Humanis, Loyalis dan Profesional

Detik-detik Kritik Patriotik

Diperbarui: 5 Juli 2019   21:37

Kompasiana adalah platform blog. Konten ini menjadi tanggung jawab bloger dan tidak mewakili pandangan redaksi Kompas.

Dengan berani Residen Sudirman  meminta bendera triwarna diturunkan untuk di ganti dengan bendera merah putih terhadap Belanda yang masih bercokol di Indonesia, sementara itu pemuda Sidik sedikitpun tidak gentar menghadang dan menendang revolver ditangan Mr Ploegman hingga terpental,  kemudian bergulat namun harus tersungkur di ujung Pedang Panjang atau Haryono dan Kusno Wibowo yang memanjat ke atap gedung  Yamato Hoteru merobek bendera triwarna dan menaikkan bendera Merah Putih ditengah desingan peluru penjajah laknat.

Setelah munculnya maklumat pemerintah tanggal 31 Agustus 1945 yang menetapkan bahwa mulai 1 September 1945 bendera nasional Sang Merah Putih dikibarkan terus di seluruh Indonesia.

Gerakan pengibaran  bendera makin meluas ke segenap pelosok kota.  Di berbagai tempat strategis dan tempat-tempat lainnya, susul menyusul bendera dikibarkan. Antara lain di teras atas Gedung Kantor Karesidenan (kantor Syucokan, gedung Gubernuran sekarang, Jl Pahlawan) yang terletak di muka gedung Kempeitai (sekarang Tugu Pahlawan), di atas gedung Internatio, disusul barisan pemuda dari segala penjuru Surabaya yang membawa bendera merah putih datang ke Tambaksari (lapangan Gelora 10 November) untuk menghadiri rapat raksasa yang diselenggarakan oleh Barisan Pemuda Surabaya. 

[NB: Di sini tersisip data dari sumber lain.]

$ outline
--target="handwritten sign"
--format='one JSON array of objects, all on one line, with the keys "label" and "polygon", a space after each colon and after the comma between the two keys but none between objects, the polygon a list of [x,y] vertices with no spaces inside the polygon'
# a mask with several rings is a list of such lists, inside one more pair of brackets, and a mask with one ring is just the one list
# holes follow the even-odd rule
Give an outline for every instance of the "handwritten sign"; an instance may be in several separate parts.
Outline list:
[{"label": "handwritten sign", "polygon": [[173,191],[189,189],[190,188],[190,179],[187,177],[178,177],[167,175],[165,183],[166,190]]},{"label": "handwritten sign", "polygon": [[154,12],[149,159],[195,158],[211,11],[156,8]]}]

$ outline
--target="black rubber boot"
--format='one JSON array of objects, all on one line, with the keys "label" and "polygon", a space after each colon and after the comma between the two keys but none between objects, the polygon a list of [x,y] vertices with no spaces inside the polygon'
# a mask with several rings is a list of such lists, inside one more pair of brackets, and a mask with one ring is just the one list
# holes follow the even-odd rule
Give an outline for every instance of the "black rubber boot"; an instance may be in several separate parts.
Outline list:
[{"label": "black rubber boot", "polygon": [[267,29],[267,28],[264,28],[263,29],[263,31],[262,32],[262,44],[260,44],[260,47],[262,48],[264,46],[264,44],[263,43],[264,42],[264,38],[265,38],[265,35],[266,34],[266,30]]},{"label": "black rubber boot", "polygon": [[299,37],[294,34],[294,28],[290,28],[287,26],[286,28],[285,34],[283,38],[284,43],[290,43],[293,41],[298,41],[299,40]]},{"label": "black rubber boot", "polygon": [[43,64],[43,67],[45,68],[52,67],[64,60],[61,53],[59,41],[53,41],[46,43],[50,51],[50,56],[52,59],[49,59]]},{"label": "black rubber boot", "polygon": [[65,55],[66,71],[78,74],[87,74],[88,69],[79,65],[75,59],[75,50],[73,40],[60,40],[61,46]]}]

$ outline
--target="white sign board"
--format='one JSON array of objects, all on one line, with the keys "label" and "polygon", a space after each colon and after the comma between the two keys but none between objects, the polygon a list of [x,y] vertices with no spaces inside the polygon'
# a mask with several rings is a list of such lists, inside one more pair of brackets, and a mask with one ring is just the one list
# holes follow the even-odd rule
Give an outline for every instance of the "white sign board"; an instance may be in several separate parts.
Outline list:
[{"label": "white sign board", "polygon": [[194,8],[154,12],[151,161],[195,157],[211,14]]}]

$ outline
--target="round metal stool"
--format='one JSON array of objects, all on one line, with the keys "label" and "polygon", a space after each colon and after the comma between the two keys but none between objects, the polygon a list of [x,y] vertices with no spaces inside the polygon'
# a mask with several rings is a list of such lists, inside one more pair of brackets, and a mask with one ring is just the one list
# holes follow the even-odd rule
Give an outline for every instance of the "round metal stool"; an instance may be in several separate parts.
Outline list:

Klimaks gerakan pengibaran bendera di Surabaya terjadi pada insiden perobekan bendera di Yamato Hoteru/Hotel Yamato atau Oranje Hotel, Jl. Tunjungan no. 65 Surabaya.  Sekali merdeka tetap merdeka !!!  pekik ribuan massa anak bangsa yang merangsak menghalau penjajah, tak surut langkahnya walau hanya bertamengkan api  semangat kemerdekaan yang bergelora di dada,. Menghadang penjajah  walau harus keujung laras senapan mesin. 

Tumpahlah kebumi darah dan air mata... Ibu pertiwi diselubungi merahnya darah dan sucinya air mata bening anak-anaknya.  Ribuan mayat bergelimpangan tertembus peluru, terlindas mobil lapis baja, tersayat perih dalam penyiksaan, terhilang tanpa nama, tidak ada yang mengingat dan tak ada yang teringat siapa beliau-beliau para  pendahulu. Kuburan pun tak ada atau sanak saudara karena semua keluarganya terhapus dari muka bumi. 

Sungguh betapa rindunya anak-anak bumi pertiwi melihat Sang Merah Putih Berkibar, tidak ingin dan tidak rela ada yang mengganggu apalagi menggantinya dengan bendera lain.  Sayup-sayup terdengar barisan pemuda dan pemudi menyanyikan lagu :

Berkibarlah benderaku

Lambang suci gagah perwira

Di seluruh ....

  Ah benarkah suara itu keluar dari hati nurani yang terdalam para pemuda dan pemudi Indonesia saat ini. Bagaimana mungkin " Sang Merah Putih sebagai lambang suci gagah perwira" mana kala saat menghormat tidak dibarengi dengan kebanggaan dan semangat kebesaran, melakukan penghormatan hanya karena perintah, tidak tau dan tidak mengerti apa "rasa penghormatan" yang dilakukan. 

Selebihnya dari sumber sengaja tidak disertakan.